今夜はイルミの仕事への付き添いがメイン。邪魔せず何もせず、基本的には終わるのを待つだけだ。そのパーティーの場には 確定情報ではないけれど JLAという腕利き能力者が雇われてるかもしれない。でも指示がない以上は一切余計な事はしない。
幻影旅団潜入の可能性もあるが、彼等の目的はクリスフォードが持つ魔獣の剥製であり つまりおそらくは、幻影旅団はイルミの邪魔はしないはずと言える。
クロロのやり方は何と無くはわかるし、下手にパーティーをぶち壊す理由もない。来るならおそらくは少数精鋭だろうか。
彼等の出方次第な部分はあるが 原則はイルミの指示をメインに、臨機応変に何食わぬ顔で対応すれば良い。
これからパーティーに向かうにはあまりにも、リネルの顔つきは固い。後ろから使用人が声をかけてくる。
「どうかなさいました?」
「いえ。……ええと、こんな事までお手伝い頂けるんだなぁと思いまして」
「恐れ入ります。ご命令とあれば何でもやらせていただきます」
目の前の広い鏡の中には 例のドレスを着たリネルと、リネルの髪を梳かしながら器用にカーラーを巻き付けていく使用人の姿が写っていた。

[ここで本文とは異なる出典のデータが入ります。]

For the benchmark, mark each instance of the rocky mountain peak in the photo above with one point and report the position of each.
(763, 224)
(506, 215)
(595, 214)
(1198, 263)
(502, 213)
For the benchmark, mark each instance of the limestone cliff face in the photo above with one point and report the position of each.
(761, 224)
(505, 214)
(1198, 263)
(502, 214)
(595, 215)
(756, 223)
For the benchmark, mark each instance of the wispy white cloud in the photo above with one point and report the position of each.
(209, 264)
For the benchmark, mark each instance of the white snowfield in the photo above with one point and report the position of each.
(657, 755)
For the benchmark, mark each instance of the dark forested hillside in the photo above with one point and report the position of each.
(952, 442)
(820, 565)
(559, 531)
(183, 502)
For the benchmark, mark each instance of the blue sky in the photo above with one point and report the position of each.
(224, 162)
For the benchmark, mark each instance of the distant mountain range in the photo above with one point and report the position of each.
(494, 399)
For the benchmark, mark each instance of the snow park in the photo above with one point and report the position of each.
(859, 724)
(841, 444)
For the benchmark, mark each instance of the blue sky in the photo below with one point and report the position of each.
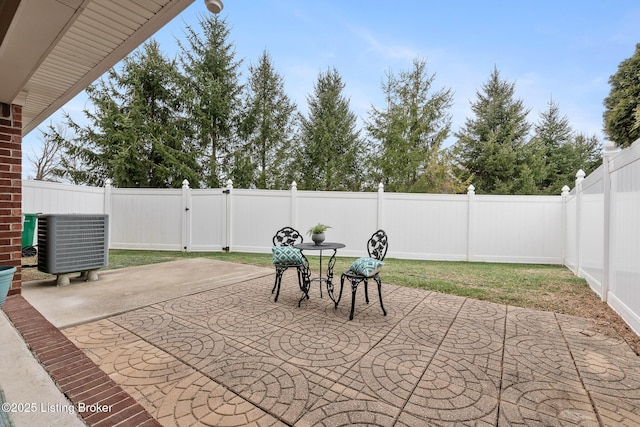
(561, 49)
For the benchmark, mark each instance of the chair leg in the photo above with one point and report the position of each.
(366, 291)
(379, 282)
(276, 286)
(354, 288)
(337, 301)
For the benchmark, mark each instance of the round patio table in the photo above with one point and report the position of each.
(322, 247)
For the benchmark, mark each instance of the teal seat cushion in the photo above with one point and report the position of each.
(366, 266)
(286, 255)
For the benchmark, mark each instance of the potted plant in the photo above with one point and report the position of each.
(6, 277)
(317, 233)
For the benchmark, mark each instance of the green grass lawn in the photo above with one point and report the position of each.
(544, 287)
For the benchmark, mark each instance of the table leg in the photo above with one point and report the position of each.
(332, 263)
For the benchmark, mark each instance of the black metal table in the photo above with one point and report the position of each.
(332, 261)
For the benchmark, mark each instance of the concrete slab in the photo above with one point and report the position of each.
(122, 290)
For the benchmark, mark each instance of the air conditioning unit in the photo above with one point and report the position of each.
(69, 243)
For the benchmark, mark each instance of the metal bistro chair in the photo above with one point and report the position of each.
(365, 268)
(285, 256)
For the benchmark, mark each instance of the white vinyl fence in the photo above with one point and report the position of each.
(594, 230)
(468, 227)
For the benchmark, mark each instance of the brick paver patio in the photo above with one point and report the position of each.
(231, 356)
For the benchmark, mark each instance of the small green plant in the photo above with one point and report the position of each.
(318, 229)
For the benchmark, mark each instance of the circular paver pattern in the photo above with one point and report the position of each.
(319, 346)
(276, 387)
(141, 364)
(426, 329)
(351, 413)
(547, 403)
(543, 357)
(392, 372)
(472, 338)
(196, 400)
(454, 390)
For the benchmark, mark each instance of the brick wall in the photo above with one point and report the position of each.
(11, 190)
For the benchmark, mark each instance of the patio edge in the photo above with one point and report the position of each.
(77, 376)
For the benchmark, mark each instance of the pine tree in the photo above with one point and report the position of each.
(622, 106)
(560, 152)
(213, 92)
(330, 152)
(407, 135)
(267, 127)
(138, 135)
(492, 147)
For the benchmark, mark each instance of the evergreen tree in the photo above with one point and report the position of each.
(408, 134)
(213, 93)
(622, 106)
(561, 152)
(137, 134)
(492, 147)
(267, 127)
(330, 151)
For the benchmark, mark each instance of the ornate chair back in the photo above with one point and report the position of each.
(377, 245)
(287, 236)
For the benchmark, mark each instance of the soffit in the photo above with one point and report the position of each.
(54, 49)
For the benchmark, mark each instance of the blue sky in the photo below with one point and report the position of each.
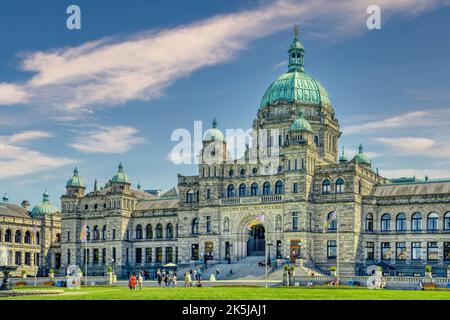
(116, 89)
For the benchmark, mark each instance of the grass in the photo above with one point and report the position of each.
(211, 293)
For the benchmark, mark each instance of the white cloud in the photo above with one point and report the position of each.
(112, 71)
(18, 161)
(116, 139)
(27, 136)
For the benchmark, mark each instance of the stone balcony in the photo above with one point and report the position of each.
(234, 201)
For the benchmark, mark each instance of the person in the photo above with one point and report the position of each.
(159, 277)
(187, 280)
(133, 282)
(140, 280)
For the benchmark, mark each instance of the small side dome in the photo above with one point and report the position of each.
(213, 134)
(45, 207)
(360, 157)
(120, 176)
(301, 124)
(76, 180)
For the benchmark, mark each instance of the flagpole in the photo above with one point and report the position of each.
(86, 255)
(337, 247)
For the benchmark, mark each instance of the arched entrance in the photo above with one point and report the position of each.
(256, 242)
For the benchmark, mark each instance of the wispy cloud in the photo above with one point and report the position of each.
(115, 70)
(116, 140)
(18, 161)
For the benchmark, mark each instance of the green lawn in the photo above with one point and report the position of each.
(123, 293)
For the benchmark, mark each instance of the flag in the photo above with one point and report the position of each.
(83, 234)
(258, 220)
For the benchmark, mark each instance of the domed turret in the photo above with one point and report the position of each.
(213, 134)
(301, 124)
(45, 207)
(76, 180)
(360, 157)
(120, 176)
(296, 85)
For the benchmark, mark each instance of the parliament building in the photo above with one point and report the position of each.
(401, 225)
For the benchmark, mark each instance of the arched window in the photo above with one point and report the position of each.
(149, 231)
(138, 232)
(96, 233)
(386, 222)
(254, 189)
(278, 223)
(433, 222)
(242, 190)
(190, 196)
(340, 185)
(332, 225)
(278, 187)
(416, 222)
(8, 235)
(169, 231)
(18, 237)
(266, 188)
(400, 223)
(447, 221)
(195, 223)
(326, 186)
(27, 237)
(226, 225)
(230, 191)
(369, 222)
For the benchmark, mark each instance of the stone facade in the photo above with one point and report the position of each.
(298, 182)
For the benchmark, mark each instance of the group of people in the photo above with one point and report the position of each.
(166, 279)
(136, 281)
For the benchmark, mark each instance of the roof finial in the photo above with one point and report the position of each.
(296, 32)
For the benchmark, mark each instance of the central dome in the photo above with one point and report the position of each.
(296, 85)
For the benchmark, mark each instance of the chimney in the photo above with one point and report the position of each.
(25, 204)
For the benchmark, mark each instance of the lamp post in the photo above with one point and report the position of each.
(267, 257)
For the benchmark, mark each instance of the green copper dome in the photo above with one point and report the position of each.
(45, 207)
(75, 181)
(296, 85)
(361, 157)
(120, 176)
(213, 134)
(301, 124)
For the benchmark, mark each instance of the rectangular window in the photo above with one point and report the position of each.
(370, 251)
(27, 258)
(446, 251)
(169, 254)
(385, 251)
(400, 251)
(96, 256)
(416, 251)
(208, 224)
(138, 255)
(295, 221)
(432, 253)
(331, 249)
(148, 255)
(159, 254)
(194, 252)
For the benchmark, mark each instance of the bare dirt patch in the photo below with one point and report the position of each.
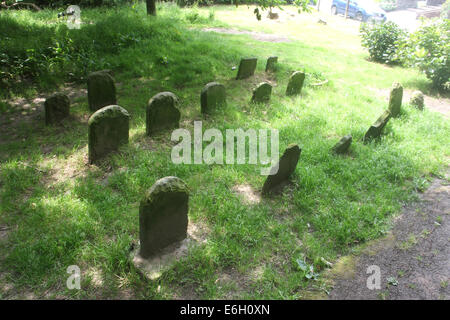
(266, 37)
(247, 194)
(414, 259)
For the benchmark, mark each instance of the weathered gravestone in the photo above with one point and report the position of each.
(262, 92)
(343, 145)
(57, 107)
(295, 83)
(271, 64)
(375, 129)
(246, 68)
(212, 96)
(101, 90)
(162, 112)
(163, 215)
(108, 129)
(417, 100)
(395, 99)
(280, 173)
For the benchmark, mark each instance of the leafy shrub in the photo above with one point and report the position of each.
(445, 14)
(429, 50)
(83, 3)
(381, 39)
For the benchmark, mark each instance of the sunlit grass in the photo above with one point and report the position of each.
(62, 211)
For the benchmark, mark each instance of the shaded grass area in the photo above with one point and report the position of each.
(63, 212)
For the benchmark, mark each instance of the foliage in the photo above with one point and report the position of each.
(263, 5)
(388, 5)
(82, 3)
(445, 14)
(429, 50)
(381, 39)
(61, 212)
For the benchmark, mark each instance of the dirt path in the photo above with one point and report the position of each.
(414, 259)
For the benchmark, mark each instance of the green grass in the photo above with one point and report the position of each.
(61, 212)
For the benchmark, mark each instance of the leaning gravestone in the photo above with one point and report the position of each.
(417, 100)
(343, 145)
(295, 83)
(162, 112)
(212, 96)
(271, 64)
(246, 68)
(57, 107)
(101, 90)
(286, 166)
(375, 129)
(163, 215)
(395, 99)
(262, 92)
(108, 129)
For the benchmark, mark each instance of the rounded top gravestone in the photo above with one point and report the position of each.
(262, 92)
(163, 215)
(395, 99)
(162, 112)
(295, 83)
(108, 129)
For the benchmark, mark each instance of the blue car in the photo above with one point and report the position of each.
(362, 10)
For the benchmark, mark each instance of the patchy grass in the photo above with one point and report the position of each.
(61, 211)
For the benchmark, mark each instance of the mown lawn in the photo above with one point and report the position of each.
(57, 211)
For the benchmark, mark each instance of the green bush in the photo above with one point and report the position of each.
(429, 50)
(82, 3)
(381, 39)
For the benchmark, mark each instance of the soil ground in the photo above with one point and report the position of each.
(414, 259)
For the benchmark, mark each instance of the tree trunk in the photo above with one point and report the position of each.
(151, 7)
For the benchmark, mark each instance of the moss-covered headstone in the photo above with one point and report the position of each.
(395, 99)
(280, 173)
(163, 215)
(376, 129)
(271, 64)
(247, 68)
(101, 90)
(162, 112)
(212, 96)
(108, 129)
(262, 92)
(343, 145)
(57, 107)
(417, 100)
(295, 83)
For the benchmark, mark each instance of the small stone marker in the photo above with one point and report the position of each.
(101, 90)
(262, 92)
(395, 99)
(375, 129)
(417, 100)
(271, 64)
(163, 215)
(57, 107)
(343, 145)
(212, 96)
(162, 112)
(108, 129)
(286, 166)
(246, 68)
(295, 83)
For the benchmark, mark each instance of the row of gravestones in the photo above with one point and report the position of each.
(163, 213)
(108, 126)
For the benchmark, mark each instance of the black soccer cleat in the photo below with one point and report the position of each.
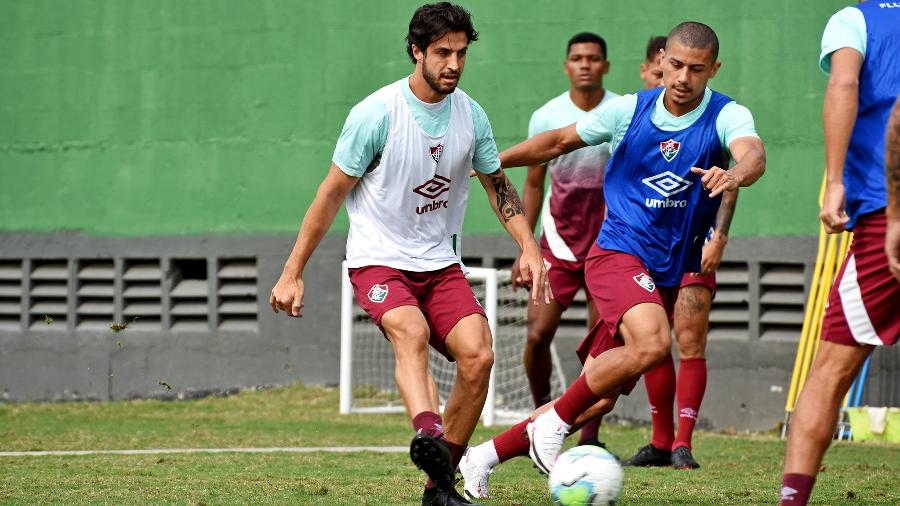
(432, 455)
(600, 444)
(649, 456)
(682, 458)
(437, 496)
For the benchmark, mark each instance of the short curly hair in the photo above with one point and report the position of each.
(430, 22)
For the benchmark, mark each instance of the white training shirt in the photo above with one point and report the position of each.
(408, 206)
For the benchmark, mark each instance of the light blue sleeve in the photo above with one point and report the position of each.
(734, 121)
(362, 138)
(486, 159)
(846, 28)
(604, 123)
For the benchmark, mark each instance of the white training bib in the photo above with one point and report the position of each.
(405, 212)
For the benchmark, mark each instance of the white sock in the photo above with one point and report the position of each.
(552, 417)
(485, 454)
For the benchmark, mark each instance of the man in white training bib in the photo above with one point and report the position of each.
(402, 163)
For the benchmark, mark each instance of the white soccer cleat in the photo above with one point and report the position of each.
(475, 476)
(546, 439)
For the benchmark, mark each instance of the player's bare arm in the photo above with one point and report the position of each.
(750, 155)
(542, 147)
(287, 294)
(892, 169)
(506, 204)
(838, 118)
(533, 195)
(713, 250)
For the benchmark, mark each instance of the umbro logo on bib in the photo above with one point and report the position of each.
(669, 149)
(436, 152)
(378, 293)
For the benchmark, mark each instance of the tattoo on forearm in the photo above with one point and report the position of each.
(725, 214)
(508, 203)
(892, 157)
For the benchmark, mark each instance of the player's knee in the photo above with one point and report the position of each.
(409, 337)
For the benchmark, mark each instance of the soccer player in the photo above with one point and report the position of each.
(892, 171)
(860, 51)
(663, 188)
(691, 326)
(569, 218)
(402, 164)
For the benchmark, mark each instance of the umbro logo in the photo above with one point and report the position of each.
(434, 187)
(436, 152)
(667, 183)
(669, 149)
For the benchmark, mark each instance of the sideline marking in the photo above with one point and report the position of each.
(155, 451)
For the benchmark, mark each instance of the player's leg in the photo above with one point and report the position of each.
(543, 320)
(815, 416)
(590, 431)
(646, 334)
(691, 328)
(634, 311)
(479, 461)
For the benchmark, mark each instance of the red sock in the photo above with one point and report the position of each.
(575, 400)
(689, 390)
(589, 431)
(796, 489)
(428, 422)
(660, 383)
(513, 442)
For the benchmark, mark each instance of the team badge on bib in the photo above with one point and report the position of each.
(644, 281)
(436, 152)
(669, 149)
(378, 293)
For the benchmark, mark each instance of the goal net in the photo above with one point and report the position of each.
(367, 359)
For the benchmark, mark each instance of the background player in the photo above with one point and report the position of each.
(402, 163)
(569, 217)
(691, 327)
(860, 50)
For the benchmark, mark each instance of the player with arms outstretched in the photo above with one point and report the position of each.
(860, 51)
(402, 164)
(663, 188)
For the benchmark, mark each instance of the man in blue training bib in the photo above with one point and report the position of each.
(663, 187)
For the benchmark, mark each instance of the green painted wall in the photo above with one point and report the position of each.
(144, 117)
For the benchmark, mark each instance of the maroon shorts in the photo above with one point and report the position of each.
(698, 279)
(618, 281)
(444, 297)
(565, 278)
(864, 303)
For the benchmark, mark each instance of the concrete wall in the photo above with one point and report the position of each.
(749, 373)
(134, 118)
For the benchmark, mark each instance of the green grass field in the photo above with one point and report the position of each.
(736, 469)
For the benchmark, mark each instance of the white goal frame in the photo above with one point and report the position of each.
(492, 412)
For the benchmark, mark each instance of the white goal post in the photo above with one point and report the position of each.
(367, 359)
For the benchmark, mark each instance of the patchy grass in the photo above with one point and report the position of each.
(736, 469)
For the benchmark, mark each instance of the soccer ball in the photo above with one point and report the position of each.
(586, 475)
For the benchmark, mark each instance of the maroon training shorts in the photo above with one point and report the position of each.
(444, 297)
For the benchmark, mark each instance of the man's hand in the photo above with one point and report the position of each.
(712, 253)
(533, 272)
(287, 296)
(892, 246)
(515, 276)
(833, 215)
(717, 180)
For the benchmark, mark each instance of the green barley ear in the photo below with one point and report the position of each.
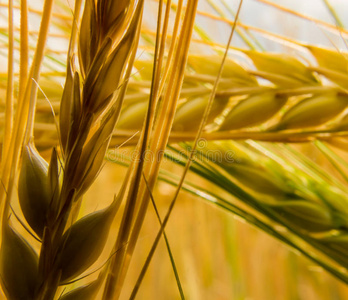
(333, 64)
(306, 215)
(82, 243)
(18, 266)
(33, 191)
(314, 111)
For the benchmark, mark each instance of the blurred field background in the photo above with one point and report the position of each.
(218, 256)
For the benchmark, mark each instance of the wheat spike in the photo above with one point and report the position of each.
(294, 107)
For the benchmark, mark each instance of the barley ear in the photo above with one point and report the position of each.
(33, 193)
(18, 266)
(82, 244)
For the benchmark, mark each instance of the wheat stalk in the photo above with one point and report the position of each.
(50, 194)
(297, 107)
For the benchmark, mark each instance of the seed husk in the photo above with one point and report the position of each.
(33, 191)
(18, 266)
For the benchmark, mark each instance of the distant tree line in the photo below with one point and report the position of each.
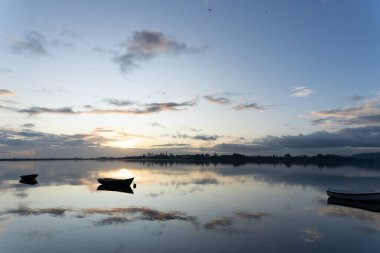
(240, 159)
(235, 159)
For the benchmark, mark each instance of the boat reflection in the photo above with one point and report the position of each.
(124, 189)
(368, 206)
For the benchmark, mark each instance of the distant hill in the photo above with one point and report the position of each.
(375, 156)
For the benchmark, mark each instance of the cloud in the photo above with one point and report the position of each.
(362, 137)
(26, 211)
(33, 43)
(5, 70)
(218, 100)
(156, 124)
(142, 109)
(248, 106)
(202, 137)
(149, 108)
(4, 92)
(365, 113)
(28, 125)
(118, 102)
(111, 221)
(148, 44)
(41, 110)
(301, 91)
(355, 98)
(222, 222)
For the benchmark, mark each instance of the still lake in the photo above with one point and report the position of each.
(184, 208)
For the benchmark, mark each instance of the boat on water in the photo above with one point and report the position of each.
(29, 177)
(115, 182)
(367, 206)
(29, 182)
(354, 195)
(124, 189)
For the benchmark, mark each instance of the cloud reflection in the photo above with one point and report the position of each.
(311, 235)
(26, 211)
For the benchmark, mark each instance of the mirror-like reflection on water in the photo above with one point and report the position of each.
(184, 207)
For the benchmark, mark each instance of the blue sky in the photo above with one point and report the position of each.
(90, 78)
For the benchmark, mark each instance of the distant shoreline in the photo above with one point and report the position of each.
(234, 159)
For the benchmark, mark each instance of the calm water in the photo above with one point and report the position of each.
(183, 208)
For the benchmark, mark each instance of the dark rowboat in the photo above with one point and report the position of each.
(30, 182)
(354, 195)
(115, 182)
(30, 177)
(367, 206)
(125, 189)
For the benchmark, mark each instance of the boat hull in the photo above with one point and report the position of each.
(30, 177)
(115, 182)
(367, 206)
(355, 196)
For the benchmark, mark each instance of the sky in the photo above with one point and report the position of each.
(81, 78)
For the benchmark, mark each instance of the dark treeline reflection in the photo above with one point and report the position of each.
(183, 207)
(87, 172)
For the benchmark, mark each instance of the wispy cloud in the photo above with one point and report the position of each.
(301, 91)
(5, 70)
(249, 106)
(118, 102)
(355, 98)
(140, 109)
(363, 137)
(149, 108)
(148, 44)
(26, 211)
(218, 100)
(4, 92)
(42, 110)
(28, 125)
(33, 43)
(202, 137)
(366, 113)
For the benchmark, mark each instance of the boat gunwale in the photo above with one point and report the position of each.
(352, 194)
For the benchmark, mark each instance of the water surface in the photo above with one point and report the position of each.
(184, 208)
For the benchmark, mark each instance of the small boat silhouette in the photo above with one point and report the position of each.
(354, 195)
(125, 189)
(30, 181)
(367, 206)
(115, 182)
(29, 177)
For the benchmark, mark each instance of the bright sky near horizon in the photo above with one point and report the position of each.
(92, 78)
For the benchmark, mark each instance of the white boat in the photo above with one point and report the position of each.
(354, 195)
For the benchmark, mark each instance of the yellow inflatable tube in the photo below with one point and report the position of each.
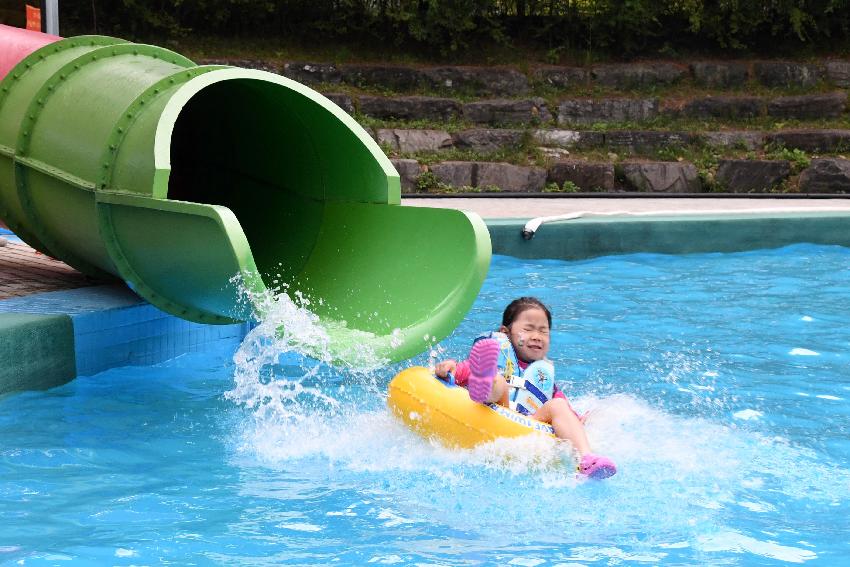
(433, 408)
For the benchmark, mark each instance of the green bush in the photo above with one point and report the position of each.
(557, 27)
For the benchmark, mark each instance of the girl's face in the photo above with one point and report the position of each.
(529, 334)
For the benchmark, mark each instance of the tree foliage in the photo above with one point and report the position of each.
(615, 27)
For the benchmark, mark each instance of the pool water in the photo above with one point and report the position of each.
(719, 383)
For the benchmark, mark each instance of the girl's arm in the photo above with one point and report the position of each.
(460, 370)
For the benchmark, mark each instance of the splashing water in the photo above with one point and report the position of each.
(693, 457)
(730, 438)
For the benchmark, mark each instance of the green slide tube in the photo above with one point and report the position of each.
(195, 183)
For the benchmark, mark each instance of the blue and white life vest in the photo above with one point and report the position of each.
(530, 389)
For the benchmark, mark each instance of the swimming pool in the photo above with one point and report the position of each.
(718, 382)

使用人は鏡の中のリネルに向かい、緊張を和らげるような優しい声色で話してくれる。
「素敵なドレスですね」
「そうですか?個人的にはもうちょっと明るい色の方が好きですけどね」
素っ気なく言うリネルの襟足の髪を、使用人はくるりと器用にカーラーに巻き込んでゆく。そこからは白いうなじが覗き やや深めにカットされたドレスのバックスタイルも綺麗に映えている。背中までの柔らかいラインをすべやかに演出してくれる。
「ご自身で思っておられるより、お似合いだと思いますよ」
「……ありがとうございます」
「イルミ様のお見立てですか?」
「まぁそうとも言えますけど……でも正しく言えば依頼の一部って言うべきかな」
冷めた態度のままのリネルに対し、使用人の方が何故か満足気な表情だった。